There are many reasons why voluntary sector organisations decide to work together. It could be to achieve a similar aim, jointly working on a specific campaign, or to save costs.
You need to be aware of the potential advantages and risks associated with working with another organisation before you take any decisions. Each organisation should undertake their own risk assessment and seek professional advice before entering into an agreement with another.
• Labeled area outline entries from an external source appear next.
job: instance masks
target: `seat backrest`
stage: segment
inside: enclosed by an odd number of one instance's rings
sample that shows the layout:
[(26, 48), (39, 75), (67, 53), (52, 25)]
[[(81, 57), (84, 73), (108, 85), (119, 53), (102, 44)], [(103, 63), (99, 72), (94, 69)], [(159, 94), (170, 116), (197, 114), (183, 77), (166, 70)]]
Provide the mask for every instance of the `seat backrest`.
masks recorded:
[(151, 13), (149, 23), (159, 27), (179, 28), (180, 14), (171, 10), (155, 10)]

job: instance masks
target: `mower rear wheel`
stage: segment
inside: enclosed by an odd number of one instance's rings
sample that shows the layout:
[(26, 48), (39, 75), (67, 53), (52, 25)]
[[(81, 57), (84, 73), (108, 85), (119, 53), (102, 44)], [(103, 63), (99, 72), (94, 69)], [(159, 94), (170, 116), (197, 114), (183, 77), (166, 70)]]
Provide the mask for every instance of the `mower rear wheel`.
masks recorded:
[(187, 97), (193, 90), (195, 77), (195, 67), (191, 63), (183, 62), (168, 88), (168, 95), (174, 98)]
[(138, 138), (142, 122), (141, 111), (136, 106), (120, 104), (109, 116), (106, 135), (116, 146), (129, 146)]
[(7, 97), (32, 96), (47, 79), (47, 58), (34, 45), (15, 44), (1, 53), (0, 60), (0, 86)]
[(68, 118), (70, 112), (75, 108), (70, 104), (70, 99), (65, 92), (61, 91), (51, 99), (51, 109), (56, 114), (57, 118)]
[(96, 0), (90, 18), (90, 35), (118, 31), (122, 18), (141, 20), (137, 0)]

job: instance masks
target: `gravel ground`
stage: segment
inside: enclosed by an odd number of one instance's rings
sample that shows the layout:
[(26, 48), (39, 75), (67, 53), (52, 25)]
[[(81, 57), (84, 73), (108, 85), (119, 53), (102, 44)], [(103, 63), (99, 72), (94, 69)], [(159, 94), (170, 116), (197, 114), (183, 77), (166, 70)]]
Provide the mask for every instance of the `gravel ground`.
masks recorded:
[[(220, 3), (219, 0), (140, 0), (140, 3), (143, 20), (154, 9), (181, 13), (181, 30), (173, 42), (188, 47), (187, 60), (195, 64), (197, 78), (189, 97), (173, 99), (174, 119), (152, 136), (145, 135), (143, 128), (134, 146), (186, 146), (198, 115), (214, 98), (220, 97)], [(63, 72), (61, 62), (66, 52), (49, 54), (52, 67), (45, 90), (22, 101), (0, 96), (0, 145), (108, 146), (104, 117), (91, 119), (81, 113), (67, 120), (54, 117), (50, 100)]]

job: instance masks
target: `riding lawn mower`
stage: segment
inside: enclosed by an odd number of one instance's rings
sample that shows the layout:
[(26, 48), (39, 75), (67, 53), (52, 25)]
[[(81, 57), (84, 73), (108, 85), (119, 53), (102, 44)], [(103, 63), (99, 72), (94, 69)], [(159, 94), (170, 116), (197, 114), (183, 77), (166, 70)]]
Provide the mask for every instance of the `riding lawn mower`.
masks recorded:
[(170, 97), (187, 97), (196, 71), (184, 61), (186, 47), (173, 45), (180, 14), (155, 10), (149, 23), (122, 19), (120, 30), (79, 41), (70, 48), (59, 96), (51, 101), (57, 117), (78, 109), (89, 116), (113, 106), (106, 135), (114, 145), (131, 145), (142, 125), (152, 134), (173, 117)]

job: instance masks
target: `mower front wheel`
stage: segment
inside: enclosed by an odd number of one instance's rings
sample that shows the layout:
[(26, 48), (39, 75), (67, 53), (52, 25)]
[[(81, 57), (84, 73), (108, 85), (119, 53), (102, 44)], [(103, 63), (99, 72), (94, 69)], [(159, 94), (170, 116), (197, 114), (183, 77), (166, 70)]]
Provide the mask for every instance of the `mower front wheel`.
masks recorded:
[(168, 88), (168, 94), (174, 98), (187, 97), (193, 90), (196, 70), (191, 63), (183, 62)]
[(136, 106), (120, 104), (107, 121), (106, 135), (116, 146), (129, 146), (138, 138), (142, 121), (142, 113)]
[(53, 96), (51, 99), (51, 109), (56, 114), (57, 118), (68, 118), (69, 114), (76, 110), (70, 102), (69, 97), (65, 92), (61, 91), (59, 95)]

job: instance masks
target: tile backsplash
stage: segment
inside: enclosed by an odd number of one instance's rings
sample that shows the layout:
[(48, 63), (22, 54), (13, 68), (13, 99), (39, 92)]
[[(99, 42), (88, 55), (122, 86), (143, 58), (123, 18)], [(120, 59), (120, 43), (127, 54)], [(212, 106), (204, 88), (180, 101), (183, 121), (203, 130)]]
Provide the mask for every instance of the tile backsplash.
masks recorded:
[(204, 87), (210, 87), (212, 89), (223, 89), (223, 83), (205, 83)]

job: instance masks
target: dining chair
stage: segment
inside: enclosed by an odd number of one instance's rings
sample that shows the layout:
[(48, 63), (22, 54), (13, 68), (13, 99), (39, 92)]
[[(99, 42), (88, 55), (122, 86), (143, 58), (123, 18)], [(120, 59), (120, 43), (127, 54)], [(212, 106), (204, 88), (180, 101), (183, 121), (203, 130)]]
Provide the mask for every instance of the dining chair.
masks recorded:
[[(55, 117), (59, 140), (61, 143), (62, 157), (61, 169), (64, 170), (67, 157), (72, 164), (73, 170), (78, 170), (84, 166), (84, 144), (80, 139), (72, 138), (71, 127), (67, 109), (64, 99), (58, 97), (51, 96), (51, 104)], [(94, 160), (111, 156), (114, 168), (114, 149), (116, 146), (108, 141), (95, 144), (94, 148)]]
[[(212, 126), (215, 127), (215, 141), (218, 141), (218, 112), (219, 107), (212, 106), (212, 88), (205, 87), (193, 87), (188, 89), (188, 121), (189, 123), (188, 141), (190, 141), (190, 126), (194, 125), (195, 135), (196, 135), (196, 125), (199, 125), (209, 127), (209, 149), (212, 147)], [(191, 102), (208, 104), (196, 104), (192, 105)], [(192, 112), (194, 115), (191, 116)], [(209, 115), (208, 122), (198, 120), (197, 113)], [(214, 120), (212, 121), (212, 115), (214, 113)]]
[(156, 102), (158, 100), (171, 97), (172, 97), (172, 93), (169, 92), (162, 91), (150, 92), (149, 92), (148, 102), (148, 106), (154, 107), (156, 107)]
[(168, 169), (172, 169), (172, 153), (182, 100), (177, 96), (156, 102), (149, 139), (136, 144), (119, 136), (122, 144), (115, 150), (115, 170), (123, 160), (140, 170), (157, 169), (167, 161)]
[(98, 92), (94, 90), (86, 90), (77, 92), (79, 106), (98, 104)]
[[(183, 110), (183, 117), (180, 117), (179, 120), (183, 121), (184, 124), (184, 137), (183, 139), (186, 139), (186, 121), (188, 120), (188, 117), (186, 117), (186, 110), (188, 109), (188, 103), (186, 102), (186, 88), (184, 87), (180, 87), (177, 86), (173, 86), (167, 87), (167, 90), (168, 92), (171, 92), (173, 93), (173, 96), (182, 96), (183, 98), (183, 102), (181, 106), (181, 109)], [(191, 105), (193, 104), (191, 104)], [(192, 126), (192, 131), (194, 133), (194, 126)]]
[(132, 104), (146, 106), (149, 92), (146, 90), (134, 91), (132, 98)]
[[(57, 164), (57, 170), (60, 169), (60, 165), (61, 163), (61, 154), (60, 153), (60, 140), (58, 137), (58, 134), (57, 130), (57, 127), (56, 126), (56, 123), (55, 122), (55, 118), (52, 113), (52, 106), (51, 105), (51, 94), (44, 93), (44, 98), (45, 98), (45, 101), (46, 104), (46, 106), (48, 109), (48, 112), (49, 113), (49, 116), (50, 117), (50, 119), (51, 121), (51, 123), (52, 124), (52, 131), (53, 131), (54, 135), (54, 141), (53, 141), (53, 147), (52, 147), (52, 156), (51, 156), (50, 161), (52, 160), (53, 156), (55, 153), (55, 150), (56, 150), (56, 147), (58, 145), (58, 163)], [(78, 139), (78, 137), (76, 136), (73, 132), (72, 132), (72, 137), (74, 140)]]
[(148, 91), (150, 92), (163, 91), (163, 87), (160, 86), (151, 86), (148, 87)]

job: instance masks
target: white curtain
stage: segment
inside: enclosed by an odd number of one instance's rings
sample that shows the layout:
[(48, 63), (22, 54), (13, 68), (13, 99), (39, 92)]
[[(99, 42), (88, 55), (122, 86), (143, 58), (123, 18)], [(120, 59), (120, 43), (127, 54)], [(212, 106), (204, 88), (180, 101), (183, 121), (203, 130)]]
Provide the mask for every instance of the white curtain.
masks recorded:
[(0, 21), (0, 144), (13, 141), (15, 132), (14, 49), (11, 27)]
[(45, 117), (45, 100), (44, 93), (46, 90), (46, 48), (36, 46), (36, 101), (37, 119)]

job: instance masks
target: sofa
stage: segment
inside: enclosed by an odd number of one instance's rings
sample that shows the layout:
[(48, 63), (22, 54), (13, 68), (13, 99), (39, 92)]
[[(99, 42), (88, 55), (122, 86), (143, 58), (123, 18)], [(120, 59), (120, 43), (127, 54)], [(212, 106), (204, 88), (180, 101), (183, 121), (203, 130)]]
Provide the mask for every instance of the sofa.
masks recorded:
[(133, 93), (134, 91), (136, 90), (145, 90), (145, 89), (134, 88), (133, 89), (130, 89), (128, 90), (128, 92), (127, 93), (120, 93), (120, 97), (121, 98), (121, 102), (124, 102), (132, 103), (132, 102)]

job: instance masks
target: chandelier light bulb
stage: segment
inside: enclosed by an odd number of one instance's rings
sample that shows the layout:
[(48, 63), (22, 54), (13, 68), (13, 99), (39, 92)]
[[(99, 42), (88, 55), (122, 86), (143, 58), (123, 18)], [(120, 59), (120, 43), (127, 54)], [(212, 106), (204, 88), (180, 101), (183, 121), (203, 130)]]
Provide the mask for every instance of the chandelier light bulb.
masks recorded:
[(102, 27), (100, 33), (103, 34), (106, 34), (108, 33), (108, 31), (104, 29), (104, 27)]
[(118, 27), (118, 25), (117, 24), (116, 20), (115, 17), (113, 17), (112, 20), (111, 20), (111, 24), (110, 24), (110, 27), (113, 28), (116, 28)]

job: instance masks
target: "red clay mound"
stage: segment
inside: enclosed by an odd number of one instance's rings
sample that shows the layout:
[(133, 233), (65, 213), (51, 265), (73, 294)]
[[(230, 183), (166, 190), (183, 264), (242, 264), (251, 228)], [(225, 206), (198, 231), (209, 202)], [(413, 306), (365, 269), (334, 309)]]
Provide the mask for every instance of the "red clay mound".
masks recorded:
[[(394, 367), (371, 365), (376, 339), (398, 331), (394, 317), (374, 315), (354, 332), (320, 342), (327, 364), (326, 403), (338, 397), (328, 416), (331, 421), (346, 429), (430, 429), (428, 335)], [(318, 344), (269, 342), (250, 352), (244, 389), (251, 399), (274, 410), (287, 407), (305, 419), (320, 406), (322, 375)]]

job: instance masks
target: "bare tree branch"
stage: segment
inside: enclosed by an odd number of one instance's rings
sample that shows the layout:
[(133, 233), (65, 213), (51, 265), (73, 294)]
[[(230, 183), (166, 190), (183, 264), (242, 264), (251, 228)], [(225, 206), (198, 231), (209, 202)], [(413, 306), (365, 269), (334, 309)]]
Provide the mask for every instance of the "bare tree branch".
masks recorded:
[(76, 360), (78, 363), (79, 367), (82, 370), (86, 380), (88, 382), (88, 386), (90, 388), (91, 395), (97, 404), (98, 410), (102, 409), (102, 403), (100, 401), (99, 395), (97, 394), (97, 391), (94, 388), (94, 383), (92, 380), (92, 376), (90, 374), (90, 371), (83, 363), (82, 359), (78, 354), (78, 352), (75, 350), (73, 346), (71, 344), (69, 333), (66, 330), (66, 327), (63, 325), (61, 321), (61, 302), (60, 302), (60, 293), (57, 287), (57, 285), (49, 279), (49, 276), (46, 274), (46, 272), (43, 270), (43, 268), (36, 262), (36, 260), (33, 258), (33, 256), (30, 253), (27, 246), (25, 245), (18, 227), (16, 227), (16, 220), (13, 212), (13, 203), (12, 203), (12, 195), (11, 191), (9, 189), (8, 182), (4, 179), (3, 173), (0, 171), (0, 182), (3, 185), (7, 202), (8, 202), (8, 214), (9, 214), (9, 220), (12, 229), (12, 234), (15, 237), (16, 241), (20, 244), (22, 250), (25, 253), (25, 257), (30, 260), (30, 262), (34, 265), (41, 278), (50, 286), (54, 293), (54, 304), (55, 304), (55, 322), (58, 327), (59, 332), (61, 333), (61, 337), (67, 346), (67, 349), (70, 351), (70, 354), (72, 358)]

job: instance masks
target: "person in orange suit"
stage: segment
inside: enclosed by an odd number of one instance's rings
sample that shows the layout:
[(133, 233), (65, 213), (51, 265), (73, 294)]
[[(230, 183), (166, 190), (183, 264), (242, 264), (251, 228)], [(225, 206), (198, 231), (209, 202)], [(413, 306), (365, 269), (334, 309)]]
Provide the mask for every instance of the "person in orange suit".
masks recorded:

Outlined below are some of the issues to take into consideration:
- reduced costs for both organisations
- improved services, avoids duplication
- strength in numbers
- access to new and/or increased service users
- shared risk
- shared knowledge
- damage to your reputation
- confusing to users and other stakeholders
- wasted time and resources
- liability, if things go wrong
- decision making becomes more complicated
- resistance to change
Different methods of collaboration
Here are some of the main ways in which voluntary sector organisations can work together:
- separate organisations working together on activities or functions
- organisations with expertise or resources offering help to other organisations
- new organisation created to carry out joint work on activities or functions
- group structure, parent organisation governs subsidiary organisations
- merger into a completely new organisation.
Thinking About Merger?
The Institute for Voluntary Action Research have produced a guide Thinking about Merger during Covid 19 for senior staff and trustees of small and medium-sized voluntary organisations, bringing together the experiences of a wide variety of voluntary organisations and advisers that have contemplated or carried out merger.